I have had two very gifted therapists over the past few years who have passed along the following tools to me for when I get hooked:
Slow it down: The biggest problem, as I see it, is being able to quickly get centered when triggered. Buying time is one of the best ways to get there. How to buy time?
- Reflect back to the person who is triggering you. Simply restate what they just said. Something like, “So, you think that it would be such a good idea for me to try x, y, or z?” In the time it takes for you to restate something, it might provide you with time needed to collect yourself.
- Pause and take a breath. Sometimes only a second or two is needed to get back to a centered place.
- Being in your center is a way of holding your ground, not in anger, or defensiveness, but by residing in your “truth” – a.k.a. your core needs.
Show curiosity: Simply turn the tables by asking questions. People usually like to talk about themselves. This requires a little bit of thinking on your feet, but usually there is an angle that you can pursue. “Can you think of a time when you were really sick? Tell me more about that.” This might inspire the person you are with to show curiosity about you in a more authentic (and less judgmental) way. Showing curiosity is another way of slowing down for long enough to become more centered.
Deflect: Change the subject.
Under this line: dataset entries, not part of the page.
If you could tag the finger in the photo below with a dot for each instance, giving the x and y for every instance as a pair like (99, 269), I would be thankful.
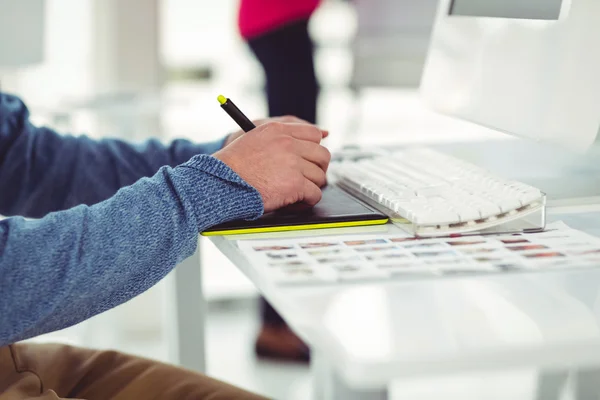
(313, 173)
(315, 153)
(305, 132)
(290, 119)
(311, 194)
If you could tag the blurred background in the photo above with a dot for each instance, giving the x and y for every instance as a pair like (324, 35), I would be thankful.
(140, 68)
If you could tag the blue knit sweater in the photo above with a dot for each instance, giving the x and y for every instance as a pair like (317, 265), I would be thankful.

This can be slightly trickier if the person who is triggering you catches on to what you are trying to do. This approach could wind up someone even more if not careful! Ideally, the deflection is not a complete non sequitur. Again, this requires some thinking on one’s feet, a skill which is easily be impaired when reserves are low. This is one I need to practice. When I feel trapped or sandbagged there is no amount of deflecting – sometimes I need to remove myself. If all else fails, point outside and yell, “Squirrel!”
Notice and invite: If the person triggering you also seems defensive (which is often the case), it can be very effective to very simply “name” the emotion they appear to be having. This serves to slow them down and find their own center. After naming the emotion, ask if they want to share a little more. Something like, “You seem really frustrated right now. Care to share what is bothering you”? Or, “You seem to be in despair. Can you tell me more about what has made you lose hope”? Here, the goal is to help someone soften just enough so that they can access what is truly bothering them. This can also helps to cultivate deeper connections.
Of course the really trying aspect of this is that it is often a one-way street. You may have the emotional intelligence to manage your triggers, but it is so hard when we have to carry others along with us. Often people are too caught up and oblivious. Still, it is worth trying to model what good interactions can look like. I fall down hard all the time with this, but at least I have the desire to get back up and try again.
Many of us have lost friends and family members since falling ill, making those who remain in our lives that much more important. Investing in these relationships seems well worth it.
In short, slow it down, get centered, get curious, and invite others to connect with their authentic emotions (vs. anxiety, defensiveness, etc.).
As my therapist likes to say, it is that simple and that hard.